Metin AYDIN
  • 20/09/2021 Son günceleme: 20/09/2021 08:58
  • 4.193

Beykoz nasıl marka oldu, önce onu işleyelim.

Beykoz’u Evliya Çelebi şöyle anlatmıştır: Selvi burnunun üç bin adım güneyinde büyük bir liman, kenarında sekiz yüz haneli bağ ve bahçeli güzel bir kasabadır. Çarşı ve pazarı bakımlı ve düzenlidir.

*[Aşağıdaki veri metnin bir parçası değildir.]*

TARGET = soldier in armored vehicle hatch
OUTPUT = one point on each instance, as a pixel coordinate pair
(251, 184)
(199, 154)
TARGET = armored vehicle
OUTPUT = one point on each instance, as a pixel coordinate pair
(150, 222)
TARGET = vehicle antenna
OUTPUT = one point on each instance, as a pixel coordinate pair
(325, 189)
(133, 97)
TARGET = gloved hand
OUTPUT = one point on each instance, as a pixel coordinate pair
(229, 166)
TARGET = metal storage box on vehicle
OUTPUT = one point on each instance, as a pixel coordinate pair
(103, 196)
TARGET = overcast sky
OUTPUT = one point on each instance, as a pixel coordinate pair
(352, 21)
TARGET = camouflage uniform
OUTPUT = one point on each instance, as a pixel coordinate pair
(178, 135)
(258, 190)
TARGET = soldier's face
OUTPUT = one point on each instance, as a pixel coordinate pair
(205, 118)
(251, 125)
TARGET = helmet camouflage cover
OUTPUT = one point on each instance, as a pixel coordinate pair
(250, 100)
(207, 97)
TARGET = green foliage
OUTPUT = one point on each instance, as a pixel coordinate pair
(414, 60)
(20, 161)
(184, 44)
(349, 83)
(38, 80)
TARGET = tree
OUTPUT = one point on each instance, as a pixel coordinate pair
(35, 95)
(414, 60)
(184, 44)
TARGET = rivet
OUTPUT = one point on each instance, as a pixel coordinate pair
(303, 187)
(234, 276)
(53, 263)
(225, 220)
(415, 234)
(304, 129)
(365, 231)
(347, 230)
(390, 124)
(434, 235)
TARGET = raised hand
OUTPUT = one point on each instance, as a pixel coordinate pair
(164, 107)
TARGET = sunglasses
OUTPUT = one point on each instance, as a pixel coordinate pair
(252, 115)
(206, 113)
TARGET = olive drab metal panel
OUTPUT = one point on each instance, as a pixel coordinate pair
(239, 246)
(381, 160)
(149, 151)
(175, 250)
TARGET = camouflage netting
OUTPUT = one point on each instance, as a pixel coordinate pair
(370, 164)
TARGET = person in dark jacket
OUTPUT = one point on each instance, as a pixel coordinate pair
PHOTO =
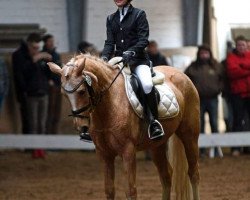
(127, 36)
(55, 97)
(238, 70)
(207, 75)
(31, 76)
(4, 82)
(154, 54)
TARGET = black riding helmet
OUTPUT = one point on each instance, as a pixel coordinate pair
(128, 2)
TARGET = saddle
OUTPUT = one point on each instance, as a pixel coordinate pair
(168, 106)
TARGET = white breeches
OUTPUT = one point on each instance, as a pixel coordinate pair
(144, 74)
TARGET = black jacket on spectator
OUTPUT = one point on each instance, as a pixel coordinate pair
(158, 59)
(131, 34)
(31, 78)
(57, 60)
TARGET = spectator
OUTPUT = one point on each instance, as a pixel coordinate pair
(248, 45)
(238, 69)
(4, 82)
(55, 98)
(207, 75)
(31, 80)
(154, 54)
(226, 93)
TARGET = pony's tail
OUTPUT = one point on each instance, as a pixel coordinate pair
(181, 186)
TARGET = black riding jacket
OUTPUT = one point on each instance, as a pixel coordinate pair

Bir rivayete göre derler ki önü deniz arkası orman olan Beykoz’dan, ya balıkçı ya da oduncu çıkar. Lakin tarım alanları da olduğundan bahçıvanın da hatırı sayılır. Beykoz’un Dalyan’ını söylemeden geçmemek lazım.  

Beykoz’un önemli simgelerinden biri de On Çeşmeler ismiyle anılan Ishak Ağa çeşmesidir.

Beykoz’u marka haline getirmiş kurumları ve eserleri inceleyelim.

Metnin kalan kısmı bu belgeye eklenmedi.